举个例子:你有个微服务架构,订单服务调用户服务,用户服务又调库存服务。传统 APM 得在每个服务装 agent,perf-sentinel 直接分析 OpenTelemetry 的 trace 数据,不管你是 Java、Go 还是 Rust 写的。
这思路挺聪明(我边看边想,为啥以前没人这么干)。不用理解 JPA、EF Core 这些 ORM 的细节,就看 SQL 查询和 HTTP 调用,问题反而更明显。
上手试试
安装很简单,Rust 项目嘛:
cargo install perf-sentinel
或者直接下载二进制:
curl -LO https://github.com/robintra/perf-sentinel/releases/latest/download/perf-sentinel-linux-amd64
chmod +x perf-sentinel-linux-amd64
跑个 demo 看看:
perf-sentinel demo
这命令会生成一些模拟的 trace 数据,然后分析给你看。我跑了一下,输出是这样的:
Analyzing 5 traces...
Found 3 findings:
1. N+1 SQL (CRITICAL)
- Template: SELECT * FROM order_items WHERE order_id = ?
- Occurrences: 10
- Suggestion: Batch these 10 queries into one WHERE ... IN (?)
- I/O Intensity Score: 10.0 (critical)
- Estimated avoidable CO₂: 0.000021 g
2. Redundant HTTP (WARNING)
- Template: GET /api/users/{id}/profile
- Occurrences: 3
- Suggestion: Cache or batch these calls
- I/O Intensity Score: 3.0 (moderate)
3. Slow SQL (INFO)
- Template: SELECT * FROM products WHERE category = ? ORDER BY price DESC LIMIT 100
- Duration: 650ms (threshold: 500ms)
- Suggestion: Add index on (category, price)
看到没?不光告诉你问题在哪,还估算碳排放。

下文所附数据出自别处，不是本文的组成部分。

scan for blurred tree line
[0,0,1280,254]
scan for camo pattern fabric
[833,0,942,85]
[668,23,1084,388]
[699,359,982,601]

虽然这碳估算就是个参考(README 里明确说了,不准用于合规报告),但能让你意识到:性能问题不光影响用户体验,还费电。
碳感知评分是咋算的?
这部分有点意思(我花了点时间看源码,但没全看懂,反正原理大概是这样):
perf-sentinel 用了 Green Software Foundation 的 SCI v1.0 标准(ISO/IEC 21031:2024)。简单说,它把 I/O 操作(SQL 查询、HTTP 调用)映射到能量消耗,再根据你服务器所在地的电网碳强度,算出碳排放。
内置了 30 多个云区域的碳强度数据,比如: - eu-west-3(巴黎):42 gCO₂/kWh - us-east-1(弗吉尼亚):379 gCO₂/kWh - ap-southeast-1(新加坡):408 gCO₂/kWh
差别还挺大。如果你服务跑在新加坡,同样的代码产生的碳是在巴黎的 10 倍(这数字让我愣了一下,原来选址这么重要)。
三种部署模式
这工具支持三种用法,挺灵活的:
1. CI 批处理模式(推荐新手)
perf-sentinel analyze --ci --input traces.json
在 CI/CD 流水线里跑,发现性能问题就失败。可以设置质量门禁,比如"不允许有 N+1 查询"。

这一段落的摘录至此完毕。